Grégoire Sébastien Akcelrod (born 17 September 1982) is a French football agent and former player. He is the founder and executive director of One Soccer Agency.

Besides in France, Akcelrod played in Belgium, Wales, Canada and Andorra.

Following his retirement, Akcelrod became an author and football agent. He is among the most influential agents in women's football, with clients including Kelly Gago, Roselène Khezami, Sabah Seghir and Ena Taslidža.

==Early life==

Akcelrod grew up in Paris, France. He played his first football game at the age of ten. He grew up idolizing footballers George Weah and Zinedine Zidane and supported Paris Saint-Germain.

==Playing career==

As a youth player, Akcelrod joined the youth academy of FC Sens.

In 2009, he almost signed for Bulgarian side CSKA Sofia. However, the transfer fell through after a supporter of French side Paris Saint-Germain, who he claimed to have played for, found that he never actually signed for the clubs he claimed to have signed for during his career. Akcelrod's fabricated CV and website had also lead him to trials with Swindon Town, Norwich City and AFC Bournemouth in England.

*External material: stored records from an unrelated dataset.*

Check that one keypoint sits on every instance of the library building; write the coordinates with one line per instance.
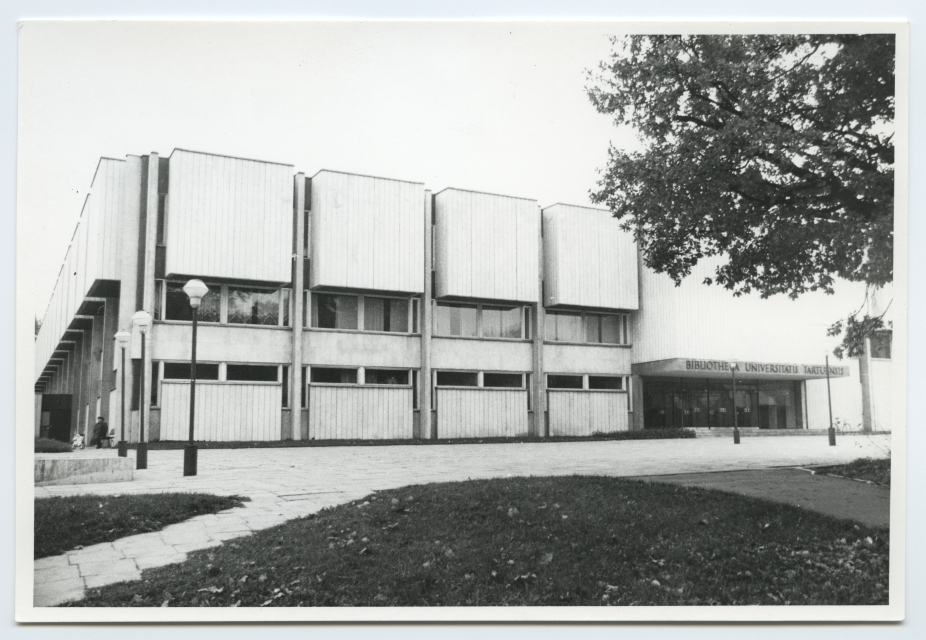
(344, 307)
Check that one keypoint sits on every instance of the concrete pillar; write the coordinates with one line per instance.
(107, 381)
(298, 299)
(636, 393)
(539, 427)
(864, 371)
(427, 427)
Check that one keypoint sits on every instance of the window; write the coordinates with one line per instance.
(253, 306)
(154, 383)
(333, 311)
(285, 387)
(385, 314)
(591, 328)
(608, 383)
(564, 382)
(502, 380)
(332, 375)
(250, 372)
(455, 320)
(564, 327)
(501, 322)
(881, 344)
(181, 371)
(457, 379)
(386, 376)
(177, 304)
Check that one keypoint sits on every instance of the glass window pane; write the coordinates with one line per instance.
(373, 318)
(564, 382)
(457, 379)
(177, 306)
(569, 327)
(397, 315)
(332, 375)
(253, 306)
(250, 372)
(386, 376)
(592, 327)
(613, 383)
(347, 312)
(505, 380)
(455, 320)
(611, 329)
(181, 371)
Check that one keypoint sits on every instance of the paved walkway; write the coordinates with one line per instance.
(866, 504)
(288, 483)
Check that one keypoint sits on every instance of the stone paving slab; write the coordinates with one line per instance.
(286, 483)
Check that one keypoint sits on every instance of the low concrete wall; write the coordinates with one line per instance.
(50, 469)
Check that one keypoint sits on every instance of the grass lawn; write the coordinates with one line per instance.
(532, 541)
(62, 523)
(647, 434)
(870, 469)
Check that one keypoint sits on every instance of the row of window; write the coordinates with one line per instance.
(234, 304)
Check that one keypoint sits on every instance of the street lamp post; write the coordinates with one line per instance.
(829, 399)
(736, 429)
(142, 320)
(122, 338)
(196, 290)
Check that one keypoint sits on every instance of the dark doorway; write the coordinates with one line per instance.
(58, 407)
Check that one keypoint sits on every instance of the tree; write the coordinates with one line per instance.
(774, 151)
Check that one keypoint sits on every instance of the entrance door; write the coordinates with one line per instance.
(58, 407)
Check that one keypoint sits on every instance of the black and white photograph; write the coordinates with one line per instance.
(457, 320)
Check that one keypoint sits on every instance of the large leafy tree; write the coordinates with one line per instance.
(774, 151)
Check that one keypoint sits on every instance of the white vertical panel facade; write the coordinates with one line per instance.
(226, 412)
(585, 413)
(486, 246)
(229, 218)
(588, 260)
(366, 233)
(360, 412)
(481, 413)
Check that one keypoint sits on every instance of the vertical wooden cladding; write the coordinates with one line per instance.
(588, 260)
(359, 412)
(481, 413)
(227, 412)
(94, 254)
(229, 218)
(486, 246)
(366, 233)
(583, 413)
(103, 221)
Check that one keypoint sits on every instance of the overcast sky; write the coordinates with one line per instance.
(498, 108)
(492, 107)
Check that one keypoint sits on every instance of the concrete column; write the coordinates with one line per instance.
(427, 428)
(636, 391)
(134, 208)
(539, 427)
(151, 237)
(110, 327)
(864, 371)
(298, 300)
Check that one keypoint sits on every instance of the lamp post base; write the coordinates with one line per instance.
(141, 456)
(189, 460)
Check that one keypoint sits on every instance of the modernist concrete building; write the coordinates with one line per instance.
(346, 306)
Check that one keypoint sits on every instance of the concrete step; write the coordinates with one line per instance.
(754, 432)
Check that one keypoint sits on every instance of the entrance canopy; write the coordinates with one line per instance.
(695, 368)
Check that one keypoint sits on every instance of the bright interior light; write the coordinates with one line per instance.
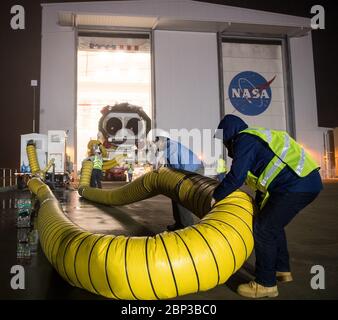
(107, 77)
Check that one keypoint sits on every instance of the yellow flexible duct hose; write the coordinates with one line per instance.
(113, 163)
(169, 264)
(33, 159)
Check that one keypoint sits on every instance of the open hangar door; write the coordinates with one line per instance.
(254, 82)
(113, 91)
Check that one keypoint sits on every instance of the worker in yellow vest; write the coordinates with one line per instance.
(95, 181)
(221, 169)
(286, 179)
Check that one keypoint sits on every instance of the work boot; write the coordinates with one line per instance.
(284, 276)
(255, 290)
(175, 226)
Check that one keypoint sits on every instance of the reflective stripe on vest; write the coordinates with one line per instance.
(97, 163)
(221, 167)
(287, 152)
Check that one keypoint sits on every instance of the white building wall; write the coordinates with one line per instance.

After that, he trialed for many clubs worldwide. He eventually signed for Canadian side Mississauga Eagles in 2011. In 2021, he signed for Atlètic Amèrica in Andorra.

==Post-playing career==

After playing for Mississauga Eagles, Akcelrod became a football agent in Andorra. In 2022, he published a book entitled L'amour ou la mort about his grandmother Nita Raya's relationship with French actor Maurice Chevalier.

==Personal life==

Akcelrod is the son of Patrick Akcelrod. He is also the grandson of Romanian Jewish actress Nita Raya, who was once the wife of French actor Maurice Chevalier.